Operational Awareness and Coordination
Some reform to utility business models in restructured states like New York (states in which companies other than the utilities compete to provide customers electricity), envision retail-level competitive markets for the provision of necessary grid services that operate similarly to the wholesale markets described in Part 4 of this series.
Imagine a situation in a restructured state that lives within an RTO where robust DER market opportunities exist at both the retail and wholesale level. This combination of markets ideally provides robust opportunities for DER providers to choose whether to participate in wholesale markets or retail markets. The grid operators at both levels must be aware of how DERs are being utilized at the other level, so that resources are not considered available to perform by the two different grid operators at the same time. The NYISO DER Roadmap describes it like this: “[S]everal operational, market and legal challenges  must be addressed prior to allowing dual participation. An example of such a challenge is the resource potentially having multiple masters who send the dispatch/pricing signals that  may or may not be coordinated, forcing the resource to choose which signal to follow.” Much is already being done to address these issues across regional grid operator regions, but more work remains.

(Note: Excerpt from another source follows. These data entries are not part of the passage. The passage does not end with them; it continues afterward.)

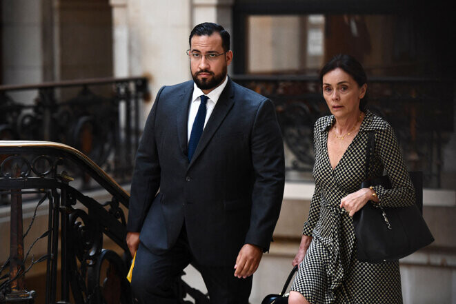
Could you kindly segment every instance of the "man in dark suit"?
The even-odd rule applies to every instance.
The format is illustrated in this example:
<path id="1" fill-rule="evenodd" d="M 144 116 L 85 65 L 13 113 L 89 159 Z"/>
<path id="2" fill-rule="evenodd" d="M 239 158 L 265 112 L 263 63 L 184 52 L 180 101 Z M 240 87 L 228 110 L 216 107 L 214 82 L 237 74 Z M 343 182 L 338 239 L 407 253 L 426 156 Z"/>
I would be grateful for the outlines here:
<path id="1" fill-rule="evenodd" d="M 172 282 L 191 263 L 211 303 L 246 304 L 280 212 L 282 139 L 272 102 L 227 76 L 224 28 L 195 26 L 190 46 L 193 81 L 160 89 L 137 154 L 132 288 L 140 303 L 176 303 Z"/>

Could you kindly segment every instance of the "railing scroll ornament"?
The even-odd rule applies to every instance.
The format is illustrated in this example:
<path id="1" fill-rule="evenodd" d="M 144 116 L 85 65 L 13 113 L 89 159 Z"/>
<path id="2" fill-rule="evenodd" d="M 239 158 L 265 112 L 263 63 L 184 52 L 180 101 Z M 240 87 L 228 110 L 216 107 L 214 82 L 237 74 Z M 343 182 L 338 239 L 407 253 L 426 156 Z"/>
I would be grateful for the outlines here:
<path id="1" fill-rule="evenodd" d="M 10 201 L 11 225 L 10 258 L 0 268 L 0 304 L 134 303 L 126 280 L 132 259 L 125 241 L 129 194 L 90 159 L 66 145 L 0 141 L 0 192 Z M 99 202 L 74 188 L 64 170 L 68 162 L 96 181 L 111 199 Z M 23 201 L 36 203 L 25 232 Z M 46 205 L 47 221 L 37 226 L 37 214 Z M 39 244 L 46 252 L 35 258 Z M 41 294 L 28 291 L 33 286 L 26 284 L 26 274 L 37 263 L 46 263 L 46 290 Z M 192 303 L 184 300 L 188 295 L 195 303 L 209 303 L 180 278 L 175 289 L 180 303 Z"/>

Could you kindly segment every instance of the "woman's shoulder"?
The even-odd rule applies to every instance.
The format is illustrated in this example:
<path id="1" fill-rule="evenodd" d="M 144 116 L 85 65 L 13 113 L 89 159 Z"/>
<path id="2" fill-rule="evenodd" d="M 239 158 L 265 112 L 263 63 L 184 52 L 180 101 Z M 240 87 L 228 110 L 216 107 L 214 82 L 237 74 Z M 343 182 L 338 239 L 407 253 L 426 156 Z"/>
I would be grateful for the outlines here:
<path id="1" fill-rule="evenodd" d="M 334 116 L 328 115 L 319 118 L 314 125 L 314 131 L 323 132 L 334 123 Z"/>
<path id="2" fill-rule="evenodd" d="M 385 131 L 390 130 L 391 125 L 381 116 L 366 110 L 361 129 L 365 131 Z"/>

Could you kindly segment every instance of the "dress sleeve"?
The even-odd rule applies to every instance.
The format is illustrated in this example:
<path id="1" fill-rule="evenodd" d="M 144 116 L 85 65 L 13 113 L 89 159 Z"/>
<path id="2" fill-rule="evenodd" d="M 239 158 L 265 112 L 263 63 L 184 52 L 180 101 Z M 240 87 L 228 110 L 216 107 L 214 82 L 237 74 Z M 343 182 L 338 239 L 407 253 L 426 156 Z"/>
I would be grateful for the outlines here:
<path id="1" fill-rule="evenodd" d="M 415 203 L 415 189 L 407 172 L 393 128 L 375 132 L 375 151 L 391 182 L 391 189 L 377 185 L 374 190 L 385 207 L 406 207 Z"/>
<path id="2" fill-rule="evenodd" d="M 318 121 L 315 123 L 315 127 L 313 130 L 313 145 L 315 152 L 315 159 L 319 157 L 321 154 L 320 148 L 321 144 L 319 143 L 320 134 L 317 131 L 317 125 Z M 312 236 L 312 232 L 315 227 L 315 224 L 318 222 L 320 218 L 320 202 L 321 202 L 321 188 L 317 183 L 315 183 L 315 190 L 313 192 L 313 196 L 310 200 L 310 207 L 309 209 L 309 216 L 307 221 L 304 223 L 304 229 L 302 232 L 303 234 Z"/>
<path id="3" fill-rule="evenodd" d="M 306 223 L 304 223 L 304 229 L 302 234 L 309 236 L 312 236 L 313 228 L 320 217 L 320 186 L 315 184 L 315 191 L 313 192 L 313 196 L 310 200 L 309 216 Z"/>

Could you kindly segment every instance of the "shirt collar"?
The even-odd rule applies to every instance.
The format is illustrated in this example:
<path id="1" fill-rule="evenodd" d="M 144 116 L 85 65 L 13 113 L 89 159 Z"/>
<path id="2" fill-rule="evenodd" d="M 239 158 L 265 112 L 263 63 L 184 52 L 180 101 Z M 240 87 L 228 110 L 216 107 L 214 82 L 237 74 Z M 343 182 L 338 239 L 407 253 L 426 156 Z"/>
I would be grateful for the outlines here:
<path id="1" fill-rule="evenodd" d="M 209 99 L 212 101 L 214 103 L 217 103 L 217 101 L 219 100 L 221 92 L 224 91 L 224 89 L 228 83 L 228 75 L 225 77 L 225 81 L 221 83 L 220 85 L 215 88 L 214 90 L 210 91 L 209 94 L 204 94 L 201 90 L 198 88 L 197 84 L 193 83 L 193 95 L 192 96 L 192 102 L 196 101 L 198 98 L 201 95 L 206 95 L 209 97 Z"/>

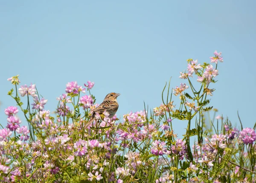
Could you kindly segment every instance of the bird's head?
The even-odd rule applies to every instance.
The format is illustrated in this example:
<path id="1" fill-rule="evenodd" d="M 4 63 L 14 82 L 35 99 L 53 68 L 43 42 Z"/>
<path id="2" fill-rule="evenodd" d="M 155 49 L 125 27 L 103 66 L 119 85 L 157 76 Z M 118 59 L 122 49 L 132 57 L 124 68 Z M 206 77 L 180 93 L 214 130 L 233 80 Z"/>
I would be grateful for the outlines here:
<path id="1" fill-rule="evenodd" d="M 106 99 L 111 99 L 111 100 L 115 100 L 116 99 L 117 97 L 120 95 L 119 93 L 108 93 L 105 97 L 105 100 Z"/>

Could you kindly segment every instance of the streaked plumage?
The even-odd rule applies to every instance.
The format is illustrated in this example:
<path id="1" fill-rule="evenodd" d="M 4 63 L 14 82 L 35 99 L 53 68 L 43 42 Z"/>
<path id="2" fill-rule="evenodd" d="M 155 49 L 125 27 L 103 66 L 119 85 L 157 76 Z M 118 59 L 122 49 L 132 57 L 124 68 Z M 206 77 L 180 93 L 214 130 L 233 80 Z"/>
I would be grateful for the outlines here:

What federal policy changes are necessary to facilitate these reforms?
1. FERC should use its authority to ensure just and reasonable rates and facilitate price transparency by requiring the regional transmission organizations and independent system operators to (i) publicize intra-day price predictions in a manner that facilitates retail dynamic pricing and price responsive demand programs and (ii) provide pricing information at the [load/bus bar] level (or some other meaningful sub-zonal level) to provide accurate pricing signals to DERs.
2. FERC should specify that wholesale customer settlements should, to the extent possible, represent actual usage of the wholesale customer’s retail customers. Settlements should also occur on an intra-hour basis to provide meaningful differentials in price signals.
3. FERC should mandate or encourage cooperation between retail utilities and wholesale grid operators to address operational awareness and coordination in a manner that allows DERs to participate in either retail or wholesale-based market opportunities.
With these changes, FERC and the regional grid operators can facilitate and help lead the transformation utility business models and our distribution systems.